①摂食障害は治る病気です【摂食障害が生活に及ぼす影響-2】

心の病気

●「過食」が及ぼす影響

「過食」は基本的に自分でコントロールできるものではありませんし、時間がかかるものですので、日常生活の時間を不本意に食っていきます。
翌朝早いことがわかっていても、夜中の過食が止められず、身体は疲れ切る、というようなことも珍しくありません。
症状がひどくなると、朝に出かけなければならない日でも朝から過食が始まってしまい、結局出かけられなくなる、ということもあります。
それがひどくなってくると、仕事や学校を続けることができなくなってしまいます。

学校や職場には通えていても、休日は何回も繰り返してほとんど一日中過食、という人もいますし、学校や職場から帰ったあとは、ほぼ間違いなく過食になります。
宿題や家事などやらなければならないことは基本的に後まわしになりますので、無理のある生活になり、だんだんとまわらなくなってきます。
そして、そのことへの不安や焦りや罪悪感で、ますます過食がひどくなる、という悪循環に陥っていきます。
「過食」の人は、基本的に自分の症状を恥じていますので、過食を人から隠そうと必死です。
そしてそこには常に罪悪感がつきまとっています。

例えば、人と約束していても過食がひどくていかれなかった、というようなときには、約束があるのに過食をしてしまった自分を責め、いかれなかったいい訳のために嘘をつく自分を責めてしまいます。
そんなことを繰り返しているうちに「どうせ約束しても守れないから」と引きこもってしまう人もいます。

多くの人が困っているのは、経済的な問題です。
過食にはとにかくお金がかかります。
その食べ物の量が半端でないからです。
「非排出型」の人はまだましですが、嘔吐のある人は、とにかく多くの量を食べることになります。
ひとり暮らしで会社勤め、という若い女性にはなかなかまかなえない額です。
多くの人が親や配偶者に過食代を援助してもらっていますが、「せっかく稼いでくれたお金を、ただトイレに流している」と自分を責めていることがほとんどです。

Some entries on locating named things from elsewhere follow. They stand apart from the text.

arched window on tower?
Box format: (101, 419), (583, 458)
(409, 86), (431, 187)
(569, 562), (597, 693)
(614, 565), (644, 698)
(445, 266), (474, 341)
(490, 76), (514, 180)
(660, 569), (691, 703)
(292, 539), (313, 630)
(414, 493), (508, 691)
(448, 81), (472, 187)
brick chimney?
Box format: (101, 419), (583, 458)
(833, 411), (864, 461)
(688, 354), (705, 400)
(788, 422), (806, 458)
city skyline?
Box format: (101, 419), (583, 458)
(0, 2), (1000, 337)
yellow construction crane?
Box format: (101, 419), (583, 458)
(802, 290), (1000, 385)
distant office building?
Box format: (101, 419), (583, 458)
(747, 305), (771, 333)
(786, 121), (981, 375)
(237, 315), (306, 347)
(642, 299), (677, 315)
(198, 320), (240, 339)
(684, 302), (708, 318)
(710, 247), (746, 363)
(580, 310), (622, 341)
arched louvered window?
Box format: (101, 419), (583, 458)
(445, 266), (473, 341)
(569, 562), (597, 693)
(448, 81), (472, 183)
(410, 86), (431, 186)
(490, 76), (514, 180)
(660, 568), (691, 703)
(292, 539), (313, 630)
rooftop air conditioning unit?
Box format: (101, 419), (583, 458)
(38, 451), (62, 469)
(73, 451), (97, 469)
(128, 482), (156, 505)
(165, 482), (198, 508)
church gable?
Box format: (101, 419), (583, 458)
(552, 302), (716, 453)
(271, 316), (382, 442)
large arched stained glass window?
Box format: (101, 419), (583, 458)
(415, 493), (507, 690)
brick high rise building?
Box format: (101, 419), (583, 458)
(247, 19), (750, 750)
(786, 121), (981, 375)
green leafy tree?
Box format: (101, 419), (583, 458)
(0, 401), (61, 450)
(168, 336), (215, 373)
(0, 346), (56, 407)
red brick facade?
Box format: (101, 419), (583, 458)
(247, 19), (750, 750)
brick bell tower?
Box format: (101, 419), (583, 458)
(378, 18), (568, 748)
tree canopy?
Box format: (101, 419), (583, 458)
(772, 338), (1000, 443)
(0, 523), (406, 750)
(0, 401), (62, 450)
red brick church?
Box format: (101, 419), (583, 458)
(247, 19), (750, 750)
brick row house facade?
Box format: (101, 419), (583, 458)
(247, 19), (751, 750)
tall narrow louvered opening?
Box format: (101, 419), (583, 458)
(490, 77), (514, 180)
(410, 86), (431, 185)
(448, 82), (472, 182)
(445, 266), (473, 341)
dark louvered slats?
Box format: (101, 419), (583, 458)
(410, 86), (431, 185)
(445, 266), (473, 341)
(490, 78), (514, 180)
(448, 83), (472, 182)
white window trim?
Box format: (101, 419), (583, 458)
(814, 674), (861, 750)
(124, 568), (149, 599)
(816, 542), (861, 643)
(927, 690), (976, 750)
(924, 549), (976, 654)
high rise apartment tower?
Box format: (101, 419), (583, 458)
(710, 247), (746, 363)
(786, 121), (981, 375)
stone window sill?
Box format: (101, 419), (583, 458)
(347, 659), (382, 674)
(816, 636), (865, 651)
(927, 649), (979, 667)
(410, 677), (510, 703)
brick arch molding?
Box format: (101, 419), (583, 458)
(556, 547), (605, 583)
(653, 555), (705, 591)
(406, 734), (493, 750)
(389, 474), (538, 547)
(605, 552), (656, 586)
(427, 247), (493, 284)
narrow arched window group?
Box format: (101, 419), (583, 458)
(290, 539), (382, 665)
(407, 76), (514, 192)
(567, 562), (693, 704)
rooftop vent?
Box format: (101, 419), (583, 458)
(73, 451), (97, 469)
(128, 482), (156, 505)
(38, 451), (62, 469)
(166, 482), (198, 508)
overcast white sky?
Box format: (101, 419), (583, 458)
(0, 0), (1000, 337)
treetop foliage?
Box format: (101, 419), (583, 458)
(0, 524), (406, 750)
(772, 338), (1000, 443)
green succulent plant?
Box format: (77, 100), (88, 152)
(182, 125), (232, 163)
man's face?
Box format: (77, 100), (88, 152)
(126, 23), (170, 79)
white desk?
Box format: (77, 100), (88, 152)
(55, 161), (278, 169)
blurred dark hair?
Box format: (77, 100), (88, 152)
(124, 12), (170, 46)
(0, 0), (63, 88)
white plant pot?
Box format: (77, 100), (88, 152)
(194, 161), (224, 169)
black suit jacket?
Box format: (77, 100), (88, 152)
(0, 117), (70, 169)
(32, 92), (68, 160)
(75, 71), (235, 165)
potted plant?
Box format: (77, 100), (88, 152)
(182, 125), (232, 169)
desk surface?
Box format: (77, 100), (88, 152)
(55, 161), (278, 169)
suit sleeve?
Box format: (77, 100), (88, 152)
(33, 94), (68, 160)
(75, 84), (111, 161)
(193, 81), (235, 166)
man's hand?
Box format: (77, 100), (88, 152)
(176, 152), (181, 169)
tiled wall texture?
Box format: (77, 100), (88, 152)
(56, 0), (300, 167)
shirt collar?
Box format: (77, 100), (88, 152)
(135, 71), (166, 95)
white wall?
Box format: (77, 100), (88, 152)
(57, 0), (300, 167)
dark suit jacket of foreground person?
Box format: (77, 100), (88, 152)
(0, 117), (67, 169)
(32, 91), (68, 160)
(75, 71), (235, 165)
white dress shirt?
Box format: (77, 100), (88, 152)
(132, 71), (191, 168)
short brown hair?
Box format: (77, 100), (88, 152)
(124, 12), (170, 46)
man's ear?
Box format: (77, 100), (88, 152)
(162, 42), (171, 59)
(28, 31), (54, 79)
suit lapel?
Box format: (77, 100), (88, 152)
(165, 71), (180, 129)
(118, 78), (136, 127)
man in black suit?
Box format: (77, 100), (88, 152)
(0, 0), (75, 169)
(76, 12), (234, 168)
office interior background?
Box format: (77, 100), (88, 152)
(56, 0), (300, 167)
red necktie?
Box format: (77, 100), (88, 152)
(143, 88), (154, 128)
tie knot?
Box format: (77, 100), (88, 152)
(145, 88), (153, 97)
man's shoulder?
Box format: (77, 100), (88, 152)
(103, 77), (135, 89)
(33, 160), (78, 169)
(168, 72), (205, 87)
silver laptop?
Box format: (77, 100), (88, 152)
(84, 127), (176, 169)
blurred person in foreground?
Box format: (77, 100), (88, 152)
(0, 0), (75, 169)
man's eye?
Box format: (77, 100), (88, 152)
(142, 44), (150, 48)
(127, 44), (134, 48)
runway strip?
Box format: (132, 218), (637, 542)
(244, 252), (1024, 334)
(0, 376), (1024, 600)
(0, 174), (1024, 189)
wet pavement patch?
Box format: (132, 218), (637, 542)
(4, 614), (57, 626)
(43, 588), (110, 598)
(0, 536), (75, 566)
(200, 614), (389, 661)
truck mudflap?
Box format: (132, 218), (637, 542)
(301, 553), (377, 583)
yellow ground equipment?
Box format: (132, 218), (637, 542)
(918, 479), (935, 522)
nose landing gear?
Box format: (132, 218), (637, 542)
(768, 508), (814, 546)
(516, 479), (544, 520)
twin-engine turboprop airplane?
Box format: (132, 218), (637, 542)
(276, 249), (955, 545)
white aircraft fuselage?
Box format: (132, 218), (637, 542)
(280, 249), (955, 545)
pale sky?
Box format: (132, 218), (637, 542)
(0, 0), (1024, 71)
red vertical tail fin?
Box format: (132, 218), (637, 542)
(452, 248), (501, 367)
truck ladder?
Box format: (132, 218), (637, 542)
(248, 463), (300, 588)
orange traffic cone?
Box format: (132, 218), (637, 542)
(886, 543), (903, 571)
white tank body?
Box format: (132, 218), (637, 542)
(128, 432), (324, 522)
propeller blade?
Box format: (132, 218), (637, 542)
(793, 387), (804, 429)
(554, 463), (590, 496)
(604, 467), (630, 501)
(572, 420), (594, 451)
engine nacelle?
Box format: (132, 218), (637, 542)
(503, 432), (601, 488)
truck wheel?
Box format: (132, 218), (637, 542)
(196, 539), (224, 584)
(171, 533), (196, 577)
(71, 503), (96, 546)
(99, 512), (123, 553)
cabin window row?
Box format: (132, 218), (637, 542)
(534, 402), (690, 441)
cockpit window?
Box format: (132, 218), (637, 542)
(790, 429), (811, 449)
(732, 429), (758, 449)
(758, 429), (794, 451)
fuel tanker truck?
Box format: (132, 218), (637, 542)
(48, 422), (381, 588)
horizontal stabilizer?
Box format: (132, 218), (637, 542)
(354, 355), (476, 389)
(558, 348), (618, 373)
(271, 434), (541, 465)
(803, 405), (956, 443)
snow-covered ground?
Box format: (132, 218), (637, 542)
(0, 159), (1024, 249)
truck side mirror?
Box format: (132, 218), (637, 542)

こうした経済的な問題も手伝って、「過食」の人の中には万引きをする人もいます(しない人もいますので、くれぐれも決めつけないでください)。
それほど追いつめられているということでもあり、「自分はこの程度の人間」という、自分を嫌いな気持ちの表れでもあります。

これらの問題は治療の中で個別対応していますが、いずれも病気の症状であるわけですから、社会にもっと知られ、経済的にもきちんと位置づけられてほしいと痛感しています。